The padlock means that information on a site is encrypted and browsers will consider it secure. Unfortunately, nowadays, a secure site does not necessarily mean a website is safe to buy from or share information with. Just because a site has a padlock doesn’t necessarily mean that it is not a fake. Research shows up to half of fake sites used for phishing have a padlock now.

Typically, fraudsters use DV certificates: low-level TLS certificates that some certificate authorities offer for free, so that they only have to prove that they own the site to get a lock. With DV certificates, they do not have to prove that the company is legitimate. At times they may use an OV or EV certificate, but because these require more effort to obtain, including proving a business registration, paying with a valid credit card and responding to certificate authority inquiries, most criminals are deterred from using them.

Fake websites using TLS certificates are usually caught, but they might be able to wreak havoc temporarily with a certificate.

Look beyond the lock

You should look beyond the lock by clicking on it once to reveal more information.
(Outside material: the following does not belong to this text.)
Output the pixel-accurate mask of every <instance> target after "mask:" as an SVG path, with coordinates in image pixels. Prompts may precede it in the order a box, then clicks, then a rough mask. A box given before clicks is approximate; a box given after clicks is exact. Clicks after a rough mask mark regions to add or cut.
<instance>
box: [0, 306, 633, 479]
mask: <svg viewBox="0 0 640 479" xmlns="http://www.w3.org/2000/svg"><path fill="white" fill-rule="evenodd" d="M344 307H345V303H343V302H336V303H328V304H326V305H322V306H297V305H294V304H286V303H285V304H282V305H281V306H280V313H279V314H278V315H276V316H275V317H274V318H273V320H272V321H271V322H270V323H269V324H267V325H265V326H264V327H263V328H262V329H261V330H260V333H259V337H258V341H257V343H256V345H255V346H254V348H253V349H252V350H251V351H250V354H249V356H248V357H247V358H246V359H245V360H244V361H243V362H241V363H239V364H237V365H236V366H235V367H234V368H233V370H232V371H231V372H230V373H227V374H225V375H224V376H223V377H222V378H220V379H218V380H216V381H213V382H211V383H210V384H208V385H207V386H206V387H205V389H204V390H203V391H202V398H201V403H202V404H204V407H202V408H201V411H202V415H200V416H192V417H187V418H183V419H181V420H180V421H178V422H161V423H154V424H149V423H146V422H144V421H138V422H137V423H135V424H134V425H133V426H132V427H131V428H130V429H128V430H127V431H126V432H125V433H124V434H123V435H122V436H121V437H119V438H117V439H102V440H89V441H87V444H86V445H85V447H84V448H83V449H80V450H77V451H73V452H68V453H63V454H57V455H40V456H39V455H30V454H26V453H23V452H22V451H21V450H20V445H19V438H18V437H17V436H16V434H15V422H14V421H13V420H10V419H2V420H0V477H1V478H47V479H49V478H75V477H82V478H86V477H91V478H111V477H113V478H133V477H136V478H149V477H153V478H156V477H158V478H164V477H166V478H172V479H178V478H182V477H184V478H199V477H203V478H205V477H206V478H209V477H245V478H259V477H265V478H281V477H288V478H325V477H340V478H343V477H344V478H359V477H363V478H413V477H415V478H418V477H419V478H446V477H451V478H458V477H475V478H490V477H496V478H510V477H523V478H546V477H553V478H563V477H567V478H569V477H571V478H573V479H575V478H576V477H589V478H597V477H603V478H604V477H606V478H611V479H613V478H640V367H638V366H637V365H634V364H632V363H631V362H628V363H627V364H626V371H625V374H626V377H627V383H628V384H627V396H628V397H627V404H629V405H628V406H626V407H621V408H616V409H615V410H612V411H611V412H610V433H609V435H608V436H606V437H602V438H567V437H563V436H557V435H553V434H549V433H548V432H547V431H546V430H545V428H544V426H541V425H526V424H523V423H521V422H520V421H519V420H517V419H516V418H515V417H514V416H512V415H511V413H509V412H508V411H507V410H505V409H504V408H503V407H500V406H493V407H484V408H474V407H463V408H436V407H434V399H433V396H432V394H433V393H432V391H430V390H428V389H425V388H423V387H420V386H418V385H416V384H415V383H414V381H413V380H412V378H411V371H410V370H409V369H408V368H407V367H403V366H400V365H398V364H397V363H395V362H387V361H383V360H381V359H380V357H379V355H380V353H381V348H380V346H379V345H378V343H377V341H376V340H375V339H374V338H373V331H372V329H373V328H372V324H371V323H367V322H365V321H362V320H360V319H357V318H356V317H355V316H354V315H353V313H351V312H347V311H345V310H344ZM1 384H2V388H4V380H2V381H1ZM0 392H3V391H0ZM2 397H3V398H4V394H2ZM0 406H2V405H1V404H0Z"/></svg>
For the highest level of authentication, if you click on the lock it will display “Issued to: [Company Name]” underneath “Certificate (Valid).” Unfortunately, this functionality only currently works on desktop browsers. But whether you’re on a mobile browser or desktop, the principles of looking beyond the lock to verify if a website is secure remain the same.

Run site through a website checker

When in doubt, use a website checker to verify if a website is secure. A secure website check can let you know any vulnerabilities on the site, if it is using encryption and what level of verification a site has.

Additional ways to verify a website

Besides checking for a lock, site seal and running the URL through a website checker, also look for the following trust indicators on a site:

  • A privacy policy
  • A return policy
  • Contact information for the business, like a phone number and address
  • Correct spelling and grammar
  • Online reviews (simply Google “reviews for [site name]” to find online feedback)

In general, avoid any deals that seem too good to be true, because they likely are.

What to do if you find a fake site

If you’ve landed on a fraudulent site, do not provide any sensitive information like financial details, a log in and password, verification codes, a Facebook login, or even your name and contact information. When in doubt, don’t fill it out. Additionally, do not click on links from unfamiliar emails, online posts or DMs. Knowing if a site is fake will help you know whether or not to buy from a site.

You should report a fake site to Google Safe Browsing and close out of it right away.